Questioning Your Doctor

Around the 28 week mark in pregnancy, there’s a joyful occasion when you go to your OB and take the Glucose Tolerance Test.  Obviously I’m being sarcastic.  Glucose Tolerance day is a suckfest.

First, the one-hour test.  Start with drinking the most-disgusting-ever orange liquid like it’s a shot in college.  This stuff is pretty much pure sugar.  And, for someone who hasn’t had a soda in years and years and years, drinking this “soda on crack” is really tough.  You wait an hour, the nurse pokes around in your arm to find a vein (maybe that’s just fun for me who has NO VISIBLE VEINS in my arms) and then wiggles the needle to make the blood come out.

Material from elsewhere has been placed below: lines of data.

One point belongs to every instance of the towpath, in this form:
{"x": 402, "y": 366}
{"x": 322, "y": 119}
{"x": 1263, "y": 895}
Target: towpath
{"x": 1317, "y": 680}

As someone who eats very healthily and who makes a conscious decision to limit sugar, I was not worried.  But still, I got the call.

Nurse:  We are sorry to have to tell you, but you failed your glucose test by one point.
Me:  One point?  Well, couldn’t we just grade on a curve?  Or chock it up to the pear I ate on the way to the office?
Nurse:  No, we have to have a cutoff.  And even if you’re one point over we need you to come in next Friday for the 3-hour fasting test.
Me:  I’ll be there with bells on.  (click)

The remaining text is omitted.